Swansea City Ladies Football Club () is a women's football club based in Swansea, Wales, currently playing in the Adran Premier, the top level of female competition in Wales.

History

Formed in 2002, the team were members of the inaugural Welsh Premier Women's League in 2009/10 and came top of the Southern Conference, winning all six of their matches.

This set up a meeting with Northern winners, Caernarfon Town Ladies, with the winner clinching the title and becoming Wales' representatives in the UEFA Women's Champions League.

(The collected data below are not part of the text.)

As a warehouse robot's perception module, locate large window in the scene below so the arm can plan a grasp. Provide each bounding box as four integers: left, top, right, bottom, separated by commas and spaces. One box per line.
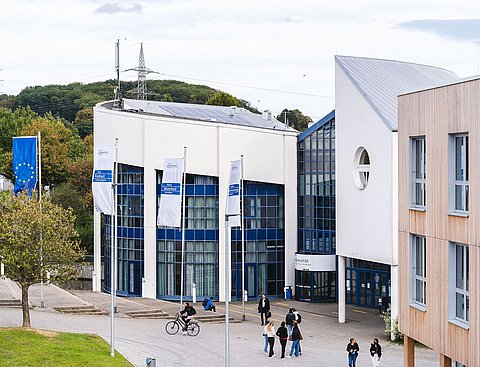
298, 116, 336, 254
449, 243, 470, 326
411, 137, 426, 208
449, 134, 469, 213
410, 235, 427, 308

They beat the Canaries 4–0 at Haverfordwest to qualify for Europe for the very first time.
For the first time Swansea qualified to UEFA competitions in 2010 after winning the Welsh Premier League. As Wales is not in the top leagues by the UEFA coefficient for women, the team had to go through the qualifying stage of the UEFA Women's Champions League. Swansea City were drawn out in Group 5 and paired with ŽNK Krka (Slovenia) – who hosted the mini group – top seeds CF Bardolino Verona (Italy) and FC Baia Zugdidi (Georgia). Swansea achieved one win in its group, beating Baia Zugdidi 2–1 and ended the group on place 3 of 4, thus failing to move on to the knockout stages.

They defended their title in 2011 again against Caernarfon with a 3–1 final win, thus would participate in the 2011–12 UEFA Women's Champions League.

19 April 2015 Swansea Beat Cardiff City Women's 4–2 in the FAW Women's Cup.

On 28 April 2016, Swansea beat PILCS in the Welsh Premier Women's League Cup 4–0.

In the 2016/2017 they lost the first game of the season in a thrilling 5–4 contest at home to Abergavenny. They then went on to remain unbeaten the whole season, winning the league comfortably, and crowned champions after a 4–0 win against Cyncoed. Setting the girls up for a return to Europe. The girls headed to Cluj, Romania, where they played Hibernian, Olimpia Cluj and Zhytlobud-2.

Returning home after Champions League, the women went on to secure second in the league after a tough campaign. They did win the FAW Cup, 2–1 with goals coming from Jodie Passmore and Katy Hosford to beat Cardiff City at the Cardiff City Stadium, bring the FAW cup home to Liberty Stadium in Swansea.

2022-2023

Champions League

Swansea City were drawn against tournament hosts and Greek champions PAOK in the first round of the qualifying bracket.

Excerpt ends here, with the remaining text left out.